In the beginning
Speech-generating devices have been around since the late 1970s. For decades, these devices were expensive, and were mostly used for communication, and not for language development. As a result, they were mostly only used by adults and teenagers who had already acquired language. At first, most of the voices available then were American and male, which didn’t represent the diversity of Augmented and Alternative Communication (AAC) users. Female voices, as well as other accents and languages, only came along later.
The development of low-cost AAC solutions like Proloquo2Go in 2009 paved the way for lowering the barriers for AAC use. Now, this innovative technology was available to people for whom it might have been considered a risky investment before - for example, a child who still needed to develop language skills before they could start to communicate.
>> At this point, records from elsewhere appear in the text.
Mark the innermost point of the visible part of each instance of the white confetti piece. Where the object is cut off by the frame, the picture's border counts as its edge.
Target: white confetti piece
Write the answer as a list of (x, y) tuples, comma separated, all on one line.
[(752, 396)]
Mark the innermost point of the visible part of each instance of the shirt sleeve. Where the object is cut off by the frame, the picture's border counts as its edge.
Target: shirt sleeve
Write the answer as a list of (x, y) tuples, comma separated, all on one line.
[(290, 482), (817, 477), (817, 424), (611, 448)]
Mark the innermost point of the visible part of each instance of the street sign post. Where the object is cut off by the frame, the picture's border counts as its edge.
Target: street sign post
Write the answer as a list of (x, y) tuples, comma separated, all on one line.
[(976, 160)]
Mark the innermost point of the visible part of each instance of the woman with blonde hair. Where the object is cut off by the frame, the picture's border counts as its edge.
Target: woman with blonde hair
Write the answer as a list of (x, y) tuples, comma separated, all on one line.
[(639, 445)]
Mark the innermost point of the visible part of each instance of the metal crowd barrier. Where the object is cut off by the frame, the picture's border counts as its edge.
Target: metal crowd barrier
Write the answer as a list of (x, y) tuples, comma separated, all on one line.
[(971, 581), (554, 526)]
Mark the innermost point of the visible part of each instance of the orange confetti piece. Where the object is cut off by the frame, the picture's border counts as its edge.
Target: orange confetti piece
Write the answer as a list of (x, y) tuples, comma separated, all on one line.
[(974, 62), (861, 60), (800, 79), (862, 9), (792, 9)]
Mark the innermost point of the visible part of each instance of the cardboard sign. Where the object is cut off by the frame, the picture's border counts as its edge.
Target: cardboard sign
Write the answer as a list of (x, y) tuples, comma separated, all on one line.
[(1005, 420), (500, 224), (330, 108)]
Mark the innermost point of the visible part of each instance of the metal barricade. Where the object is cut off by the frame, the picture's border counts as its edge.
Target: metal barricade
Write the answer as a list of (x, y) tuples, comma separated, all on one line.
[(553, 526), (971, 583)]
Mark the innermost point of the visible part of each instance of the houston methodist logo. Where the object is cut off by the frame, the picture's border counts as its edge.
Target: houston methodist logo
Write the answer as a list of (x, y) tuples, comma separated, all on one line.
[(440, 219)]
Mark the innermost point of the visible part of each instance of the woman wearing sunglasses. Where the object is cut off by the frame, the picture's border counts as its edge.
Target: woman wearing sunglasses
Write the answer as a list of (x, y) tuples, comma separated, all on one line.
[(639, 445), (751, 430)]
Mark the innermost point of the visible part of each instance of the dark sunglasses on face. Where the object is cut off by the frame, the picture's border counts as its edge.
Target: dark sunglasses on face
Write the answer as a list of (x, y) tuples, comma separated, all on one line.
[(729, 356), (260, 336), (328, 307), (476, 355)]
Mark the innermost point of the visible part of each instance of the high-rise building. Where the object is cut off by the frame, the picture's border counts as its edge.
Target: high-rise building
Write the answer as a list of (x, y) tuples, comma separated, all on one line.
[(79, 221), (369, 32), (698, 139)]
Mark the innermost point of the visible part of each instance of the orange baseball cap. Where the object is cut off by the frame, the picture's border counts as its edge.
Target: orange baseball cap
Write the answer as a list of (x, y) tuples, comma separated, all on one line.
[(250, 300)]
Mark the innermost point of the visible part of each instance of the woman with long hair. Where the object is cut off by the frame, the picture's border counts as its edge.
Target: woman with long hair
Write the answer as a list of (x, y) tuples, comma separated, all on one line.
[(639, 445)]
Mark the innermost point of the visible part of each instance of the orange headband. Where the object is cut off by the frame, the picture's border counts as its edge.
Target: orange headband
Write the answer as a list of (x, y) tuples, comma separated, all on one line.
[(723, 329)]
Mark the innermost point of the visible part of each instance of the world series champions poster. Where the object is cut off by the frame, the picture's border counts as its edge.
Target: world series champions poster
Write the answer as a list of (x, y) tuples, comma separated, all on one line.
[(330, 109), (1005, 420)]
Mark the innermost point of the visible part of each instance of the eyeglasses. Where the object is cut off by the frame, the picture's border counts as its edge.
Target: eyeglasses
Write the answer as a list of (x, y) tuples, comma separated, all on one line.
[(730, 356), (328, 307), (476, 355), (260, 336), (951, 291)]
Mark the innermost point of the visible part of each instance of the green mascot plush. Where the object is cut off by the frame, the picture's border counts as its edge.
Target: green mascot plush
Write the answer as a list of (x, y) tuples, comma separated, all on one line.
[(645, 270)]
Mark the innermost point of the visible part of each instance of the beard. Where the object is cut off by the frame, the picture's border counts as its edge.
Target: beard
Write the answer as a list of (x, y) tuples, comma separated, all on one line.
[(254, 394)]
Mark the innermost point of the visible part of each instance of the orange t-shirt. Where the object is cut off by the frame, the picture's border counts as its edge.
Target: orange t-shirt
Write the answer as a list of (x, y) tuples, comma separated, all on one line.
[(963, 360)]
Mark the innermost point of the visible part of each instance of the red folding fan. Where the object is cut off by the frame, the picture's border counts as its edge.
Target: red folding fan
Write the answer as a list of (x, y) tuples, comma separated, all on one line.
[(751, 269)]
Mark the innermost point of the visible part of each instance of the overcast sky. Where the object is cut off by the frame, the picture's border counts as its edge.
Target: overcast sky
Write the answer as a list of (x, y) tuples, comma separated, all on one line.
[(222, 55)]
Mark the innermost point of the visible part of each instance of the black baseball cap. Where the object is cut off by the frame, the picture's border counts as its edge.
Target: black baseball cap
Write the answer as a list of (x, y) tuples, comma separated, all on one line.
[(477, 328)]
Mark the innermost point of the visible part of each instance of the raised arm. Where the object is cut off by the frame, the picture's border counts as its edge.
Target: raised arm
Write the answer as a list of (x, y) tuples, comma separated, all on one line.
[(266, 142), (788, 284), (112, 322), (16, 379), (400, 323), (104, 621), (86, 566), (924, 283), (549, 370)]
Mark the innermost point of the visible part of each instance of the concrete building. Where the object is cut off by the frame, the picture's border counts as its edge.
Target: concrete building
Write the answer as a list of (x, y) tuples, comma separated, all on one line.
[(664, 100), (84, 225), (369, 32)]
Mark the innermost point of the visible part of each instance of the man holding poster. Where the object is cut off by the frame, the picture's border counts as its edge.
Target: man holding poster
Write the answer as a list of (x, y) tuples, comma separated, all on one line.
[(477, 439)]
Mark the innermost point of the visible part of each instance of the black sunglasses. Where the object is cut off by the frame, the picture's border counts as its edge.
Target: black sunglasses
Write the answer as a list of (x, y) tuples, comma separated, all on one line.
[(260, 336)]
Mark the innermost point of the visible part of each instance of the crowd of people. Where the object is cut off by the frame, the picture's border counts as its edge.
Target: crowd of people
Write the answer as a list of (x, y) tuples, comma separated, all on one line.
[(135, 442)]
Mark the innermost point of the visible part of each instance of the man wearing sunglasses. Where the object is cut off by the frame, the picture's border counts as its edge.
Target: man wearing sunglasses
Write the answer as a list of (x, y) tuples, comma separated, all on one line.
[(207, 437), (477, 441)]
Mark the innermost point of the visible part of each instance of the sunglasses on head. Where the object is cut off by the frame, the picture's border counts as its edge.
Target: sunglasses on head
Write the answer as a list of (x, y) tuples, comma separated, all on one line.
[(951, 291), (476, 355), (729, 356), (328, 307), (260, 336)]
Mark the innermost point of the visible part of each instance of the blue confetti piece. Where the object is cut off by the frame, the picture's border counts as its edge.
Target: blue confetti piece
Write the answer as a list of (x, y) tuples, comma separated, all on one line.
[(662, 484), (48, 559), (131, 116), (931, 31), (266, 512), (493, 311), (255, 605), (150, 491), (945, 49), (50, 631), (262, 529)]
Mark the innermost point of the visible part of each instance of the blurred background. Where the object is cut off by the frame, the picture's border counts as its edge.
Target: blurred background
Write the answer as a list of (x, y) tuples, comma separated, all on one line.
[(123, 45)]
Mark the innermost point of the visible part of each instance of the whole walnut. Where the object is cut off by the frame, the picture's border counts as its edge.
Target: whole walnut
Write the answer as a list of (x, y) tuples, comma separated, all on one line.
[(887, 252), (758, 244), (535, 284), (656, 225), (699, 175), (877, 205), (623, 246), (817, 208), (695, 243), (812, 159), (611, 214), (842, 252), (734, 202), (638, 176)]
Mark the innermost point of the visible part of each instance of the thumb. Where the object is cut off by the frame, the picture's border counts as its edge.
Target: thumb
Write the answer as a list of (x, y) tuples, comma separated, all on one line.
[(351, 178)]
Even though this technology was now available for a wider audience, this still did not address the nearly half of AAC users under the age of 12. With no genuine children’s voices yet available, users made do adult voices or artificially modified voices with raised tones that sounded like they had inhaled helium. This meant that most young AAC users had to speak in a voice they could not identify with and which seemed unnatural or implausible to their communication partners.
Taking on the challenge
Based on requests from users, and our knowledge of the AAC world, we decided to start offering our young users the best AAC experience possible with genuine children’s voices. Since there were none available, we teamed up with Acapela Group, one of the leading Text to Speech companies, to take on the challenge of creating the first genuine children’s voices for Text to Speech.
How does it work?
Text to Speech voices are based on real recordings of a voice talent reading from a long script in the studio. Recording all of the words in a language would take way too long, so the script is designed to contain as many sounds and sound combinations as possible. This takes a great deal of research, because the sounds necessary will differ per language. Speech is then synthesized by the Text to Speech software which creates words by combining sounds together. Once the recordings are made, the voices still require a lot of processing and testing to sound as natural as possible. All told, it took Acapela Group and AssistiveWare about a year to develop the first two children’s voices.
The real key to each of these voices is the talent. Recording children is especially difficult because they need to sound young, but be able to read well and have the discipline to spend days in the studio for recording. The videos below show you how we recorded recorded the British and American children’s voices.
Innovating for the future
We released the first British children’s voices in 2012, and the American children’s voices followed soon after. Because we recognized the demand and impact these can have on our user’s lives, we collaborated with Acapela Group on children’s voices for even more languages: Australian English and German in 2013, bilingual American Spanish and English in 2014, French and Swedish in 2016, and Italian in 2017 and Dutch in 2018. Offering voices for more languages, regional accents and age groups is an important project for AssistiveWare, as we recognize the diversity and individuality of our users.
In addition to increasing the number of languages offered, synthesis technology has continued to improve. We also report any awkward sounding words or intonation to Acapela Group, who fine-tune them based on these suggestions.
The impact of these voices on our users has been tremendous. They’re available for free in all of our AAC apps: Proloquo2Go, Pictello, and Proloquo4Text. But since we recognized the value that these voices might have for users of other apps, we agreed with Acapela Group that they could license the voices for other uses. As a result, now over 20 other companies are using the children’s voices we helped to create.